His brows shot up into his hairline. “Yes, darling, but then you wouldn’t have all of this at your fingertips,” he told me as he indicated the view out of the window. It wasn’t much of a view actually, since the building was only six stories high and there were others towering on three sides of it and a street out front. “Location is everything, especially in the art world. If you want to be a big name someday, this is the place to be.”
I chuckled. “It feels like this place probably swallows up more artists than it shows off.”
“You’re not wrong. Let’s see what you brought to show the big wigs, shall we?”
And that was how I ended up making friends with Bradford – never Brad – Cormack. He was very adamant about his name. He also lifted me up and took me out for drinks when I was told that the position at the gallery would not, in fact, be mine. The consolation prize was that they loved some of my work enough to feature it an upcoming gallery opening.
I was two drinks into my ‘Misery Celebration Spectacular’ as Bradford called it when my phone rang.
“Christina? Where are you? Everything sounds so loud there.”
“That’s because I’m in a bar in New York.”
“New York? What the hell are you doing there?” She asked, though she seemed a bit distracted as I listened to her giggling about something and trying to cover the phone as she did. I, in turn, rolled my eyes.
“I was here about a job.”
“What? No! You can’t move to New York!”
“Well, I didn’t get it, so that won’t be an issue.”
“Good, because I’ll be coming home soon, and I have news!”
“I already know you graduated with your Masters,” I reminded her.

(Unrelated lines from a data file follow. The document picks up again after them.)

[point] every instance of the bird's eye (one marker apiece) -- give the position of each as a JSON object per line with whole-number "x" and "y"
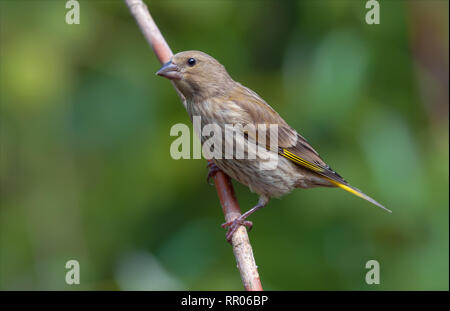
{"x": 191, "y": 61}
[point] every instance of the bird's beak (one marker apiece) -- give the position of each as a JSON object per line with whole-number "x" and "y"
{"x": 170, "y": 71}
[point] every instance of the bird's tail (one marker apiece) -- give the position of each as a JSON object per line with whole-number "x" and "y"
{"x": 357, "y": 192}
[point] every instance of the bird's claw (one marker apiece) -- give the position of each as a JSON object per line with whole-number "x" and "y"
{"x": 213, "y": 169}
{"x": 234, "y": 225}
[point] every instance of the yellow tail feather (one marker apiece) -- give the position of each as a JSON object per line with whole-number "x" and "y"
{"x": 357, "y": 192}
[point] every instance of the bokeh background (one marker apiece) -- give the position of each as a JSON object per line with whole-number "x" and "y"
{"x": 86, "y": 172}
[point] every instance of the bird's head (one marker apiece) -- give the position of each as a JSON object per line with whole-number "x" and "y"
{"x": 197, "y": 75}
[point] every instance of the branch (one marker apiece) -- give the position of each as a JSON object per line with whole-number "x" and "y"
{"x": 241, "y": 244}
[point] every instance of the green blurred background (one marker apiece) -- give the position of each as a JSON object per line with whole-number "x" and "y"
{"x": 86, "y": 172}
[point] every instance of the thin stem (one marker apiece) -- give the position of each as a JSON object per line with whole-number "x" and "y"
{"x": 242, "y": 249}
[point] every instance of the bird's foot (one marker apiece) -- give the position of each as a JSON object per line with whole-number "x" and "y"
{"x": 213, "y": 169}
{"x": 234, "y": 225}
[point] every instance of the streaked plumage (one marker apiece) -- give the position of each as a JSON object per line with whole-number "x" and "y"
{"x": 213, "y": 95}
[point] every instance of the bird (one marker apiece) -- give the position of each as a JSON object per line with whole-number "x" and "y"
{"x": 212, "y": 95}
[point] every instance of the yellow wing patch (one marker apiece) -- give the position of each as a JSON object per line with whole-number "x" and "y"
{"x": 302, "y": 162}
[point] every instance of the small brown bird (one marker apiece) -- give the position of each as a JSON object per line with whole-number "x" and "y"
{"x": 213, "y": 95}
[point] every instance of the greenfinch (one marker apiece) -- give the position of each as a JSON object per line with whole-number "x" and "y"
{"x": 216, "y": 98}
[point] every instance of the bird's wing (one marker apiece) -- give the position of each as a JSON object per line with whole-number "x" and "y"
{"x": 291, "y": 145}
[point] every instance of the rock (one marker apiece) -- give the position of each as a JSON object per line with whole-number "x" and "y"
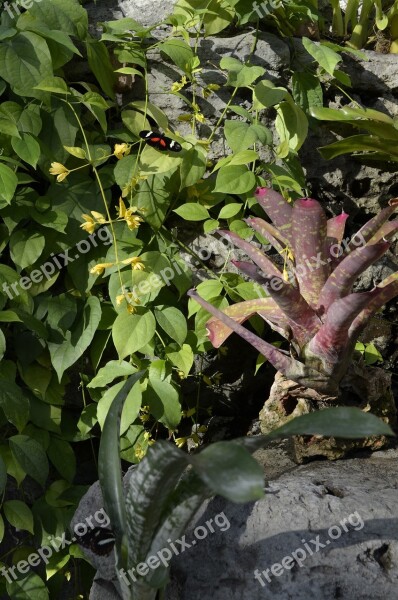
{"x": 319, "y": 499}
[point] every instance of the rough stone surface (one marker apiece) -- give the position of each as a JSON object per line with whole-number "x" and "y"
{"x": 301, "y": 503}
{"x": 360, "y": 564}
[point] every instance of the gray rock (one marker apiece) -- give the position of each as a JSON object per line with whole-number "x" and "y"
{"x": 319, "y": 499}
{"x": 326, "y": 530}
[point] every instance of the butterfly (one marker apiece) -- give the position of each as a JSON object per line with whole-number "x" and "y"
{"x": 99, "y": 540}
{"x": 160, "y": 141}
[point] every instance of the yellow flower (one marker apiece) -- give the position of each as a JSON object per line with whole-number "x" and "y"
{"x": 180, "y": 442}
{"x": 135, "y": 262}
{"x": 89, "y": 224}
{"x": 99, "y": 217}
{"x": 133, "y": 221}
{"x": 178, "y": 85}
{"x": 100, "y": 268}
{"x": 121, "y": 150}
{"x": 139, "y": 452}
{"x": 59, "y": 170}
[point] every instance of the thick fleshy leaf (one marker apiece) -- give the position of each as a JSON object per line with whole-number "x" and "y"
{"x": 265, "y": 307}
{"x": 265, "y": 264}
{"x": 332, "y": 338}
{"x": 291, "y": 368}
{"x": 340, "y": 282}
{"x": 371, "y": 227}
{"x": 301, "y": 317}
{"x": 382, "y": 293}
{"x": 386, "y": 231}
{"x": 230, "y": 471}
{"x": 309, "y": 228}
{"x": 269, "y": 232}
{"x": 339, "y": 422}
{"x": 277, "y": 208}
{"x": 109, "y": 468}
{"x": 335, "y": 228}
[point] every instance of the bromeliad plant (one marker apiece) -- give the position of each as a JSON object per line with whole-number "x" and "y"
{"x": 310, "y": 302}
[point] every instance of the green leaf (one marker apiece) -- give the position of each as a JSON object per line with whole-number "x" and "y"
{"x": 26, "y": 246}
{"x": 101, "y": 66}
{"x": 230, "y": 210}
{"x": 76, "y": 151}
{"x": 31, "y": 456}
{"x": 19, "y": 515}
{"x": 191, "y": 211}
{"x": 2, "y": 345}
{"x": 27, "y": 148}
{"x": 131, "y": 332}
{"x": 183, "y": 359}
{"x": 55, "y": 85}
{"x": 3, "y": 477}
{"x": 327, "y": 58}
{"x": 163, "y": 401}
{"x": 307, "y": 90}
{"x": 173, "y": 322}
{"x": 239, "y": 74}
{"x": 25, "y": 61}
{"x": 266, "y": 94}
{"x": 131, "y": 407}
{"x": 291, "y": 125}
{"x": 31, "y": 587}
{"x": 235, "y": 180}
{"x": 61, "y": 454}
{"x": 112, "y": 369}
{"x": 63, "y": 15}
{"x": 8, "y": 183}
{"x": 230, "y": 471}
{"x": 14, "y": 403}
{"x": 240, "y": 158}
{"x": 192, "y": 168}
{"x": 178, "y": 51}
{"x": 66, "y": 353}
{"x": 239, "y": 135}
{"x": 109, "y": 467}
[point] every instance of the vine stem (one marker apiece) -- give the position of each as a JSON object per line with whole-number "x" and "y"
{"x": 99, "y": 182}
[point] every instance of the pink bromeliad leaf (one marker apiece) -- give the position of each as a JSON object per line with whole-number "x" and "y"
{"x": 335, "y": 228}
{"x": 303, "y": 320}
{"x": 309, "y": 242}
{"x": 265, "y": 264}
{"x": 331, "y": 340}
{"x": 291, "y": 368}
{"x": 240, "y": 312}
{"x": 340, "y": 282}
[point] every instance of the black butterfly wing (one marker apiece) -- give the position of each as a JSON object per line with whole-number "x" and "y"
{"x": 99, "y": 540}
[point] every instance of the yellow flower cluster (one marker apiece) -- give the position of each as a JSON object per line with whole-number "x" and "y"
{"x": 121, "y": 150}
{"x": 91, "y": 222}
{"x": 128, "y": 214}
{"x": 60, "y": 171}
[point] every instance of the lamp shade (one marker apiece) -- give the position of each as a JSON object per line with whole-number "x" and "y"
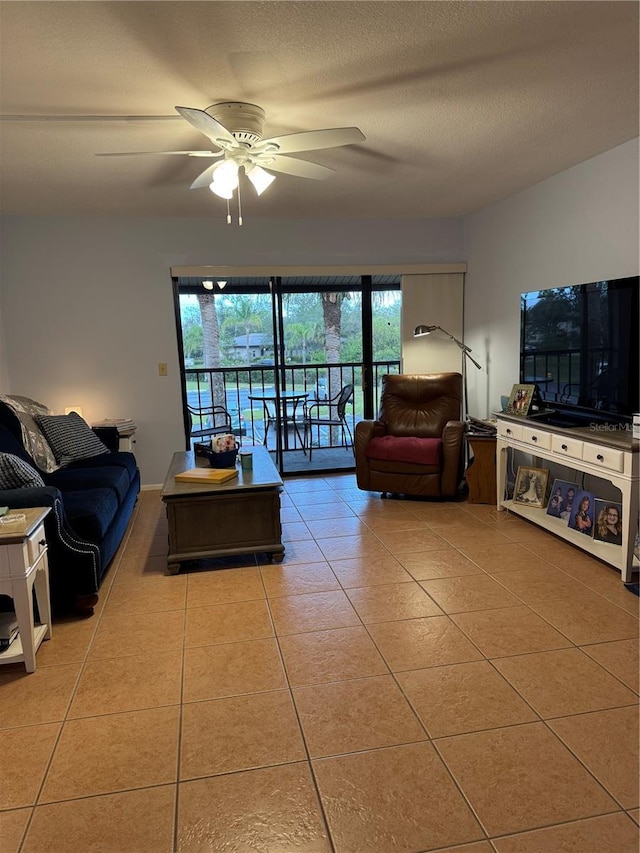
{"x": 259, "y": 178}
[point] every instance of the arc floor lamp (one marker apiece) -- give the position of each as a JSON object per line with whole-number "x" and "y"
{"x": 421, "y": 331}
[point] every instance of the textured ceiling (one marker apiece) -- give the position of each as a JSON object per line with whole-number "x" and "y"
{"x": 461, "y": 103}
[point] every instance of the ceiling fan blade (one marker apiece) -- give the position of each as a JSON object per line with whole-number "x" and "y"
{"x": 209, "y": 126}
{"x": 311, "y": 140}
{"x": 292, "y": 166}
{"x": 135, "y": 153}
{"x": 204, "y": 178}
{"x": 19, "y": 117}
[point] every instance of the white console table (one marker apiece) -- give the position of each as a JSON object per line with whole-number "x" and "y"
{"x": 608, "y": 454}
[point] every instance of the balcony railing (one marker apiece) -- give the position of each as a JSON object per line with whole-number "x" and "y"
{"x": 233, "y": 386}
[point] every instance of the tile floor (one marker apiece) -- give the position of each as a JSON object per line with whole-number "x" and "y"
{"x": 413, "y": 677}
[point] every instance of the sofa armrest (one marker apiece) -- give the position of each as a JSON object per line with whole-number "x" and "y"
{"x": 74, "y": 565}
{"x": 452, "y": 457}
{"x": 30, "y": 497}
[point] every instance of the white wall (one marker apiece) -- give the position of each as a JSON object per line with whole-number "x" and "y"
{"x": 579, "y": 226}
{"x": 88, "y": 313}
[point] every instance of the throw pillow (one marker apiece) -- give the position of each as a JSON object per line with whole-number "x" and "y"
{"x": 15, "y": 473}
{"x": 70, "y": 437}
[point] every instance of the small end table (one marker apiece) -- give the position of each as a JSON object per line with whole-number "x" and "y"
{"x": 24, "y": 568}
{"x": 481, "y": 471}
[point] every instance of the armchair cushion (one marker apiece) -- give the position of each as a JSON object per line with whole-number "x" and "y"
{"x": 70, "y": 437}
{"x": 415, "y": 447}
{"x": 417, "y": 451}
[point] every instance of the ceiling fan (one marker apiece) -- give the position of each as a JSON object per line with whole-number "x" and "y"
{"x": 235, "y": 129}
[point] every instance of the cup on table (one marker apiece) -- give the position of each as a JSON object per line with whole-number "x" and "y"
{"x": 246, "y": 460}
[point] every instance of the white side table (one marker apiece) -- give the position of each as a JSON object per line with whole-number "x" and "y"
{"x": 23, "y": 568}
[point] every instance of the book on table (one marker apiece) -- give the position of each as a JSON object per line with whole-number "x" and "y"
{"x": 206, "y": 475}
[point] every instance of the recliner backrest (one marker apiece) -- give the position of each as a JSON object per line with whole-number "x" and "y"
{"x": 420, "y": 404}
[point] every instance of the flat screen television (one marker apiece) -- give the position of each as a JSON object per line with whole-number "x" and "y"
{"x": 579, "y": 345}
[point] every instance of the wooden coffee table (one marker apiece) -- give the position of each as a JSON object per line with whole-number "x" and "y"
{"x": 241, "y": 516}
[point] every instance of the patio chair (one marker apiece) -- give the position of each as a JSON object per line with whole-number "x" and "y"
{"x": 334, "y": 410}
{"x": 205, "y": 421}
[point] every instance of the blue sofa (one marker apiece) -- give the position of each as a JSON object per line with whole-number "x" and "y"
{"x": 91, "y": 500}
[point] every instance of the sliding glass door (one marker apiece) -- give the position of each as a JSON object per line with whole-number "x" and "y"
{"x": 277, "y": 352}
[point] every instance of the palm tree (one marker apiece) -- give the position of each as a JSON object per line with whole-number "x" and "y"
{"x": 332, "y": 314}
{"x": 211, "y": 346}
{"x": 302, "y": 334}
{"x": 244, "y": 316}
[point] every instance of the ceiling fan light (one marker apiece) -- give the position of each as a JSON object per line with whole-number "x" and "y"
{"x": 259, "y": 178}
{"x": 421, "y": 330}
{"x": 225, "y": 178}
{"x": 220, "y": 191}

“No, it’s not that. I met this really cool guy at a concert. We don’t have that explosive chemistry I had with my ex, but…” she hesitated, and I just remembered that I never actually met her ex, so I wouldn’t know what kind of explosive chemistry she supposedly had with him. I could almost picture her smiling through the phone though. “He’s great, and we’ve been hanging out. He invited me along on tour with the band Valhalla Rising. Can you believe it?” Her voice was squealing loudly as she mentioned the man.
“Is he in the band? Aren’t they older?”
“No, he’s not in the band. I guess they’re in their early thirties or something,” she mentioned. “This guy, Jay, is part of their security team, and the best part is that he’s actually from Charleston too! We spent the last few weeks of the tour together”
“Oh, that’s cool. So, are you going to stay with him now that the tour is over?”
“Yeah, isn’t that the greatest?”
“The best, for sure,” I agreed as I took another drink that was offered to me by Bradford.
“I know it’s not super passionate, but I don’t think he’d ever cheat on me. He’s looking for familiar and comfortable just like I am.”
“That’s good, Lindsay.” I wasn’t sure why she was so concerned about cheaters. She’d never complained about any of her exes cheating on her. “I’m happy to hear that things are working out for you.”
“Yeah, you too!” She offered, though it rang pretty false considering I had only told her about not getting a job. She hadn’t asked about anything else where I was concerned so I didn’t bother to tell her about my good fortune with getting some of my work shown. For some reason, I wanted to keep it to myself for now. If and when any of it sold, there could be a celebration.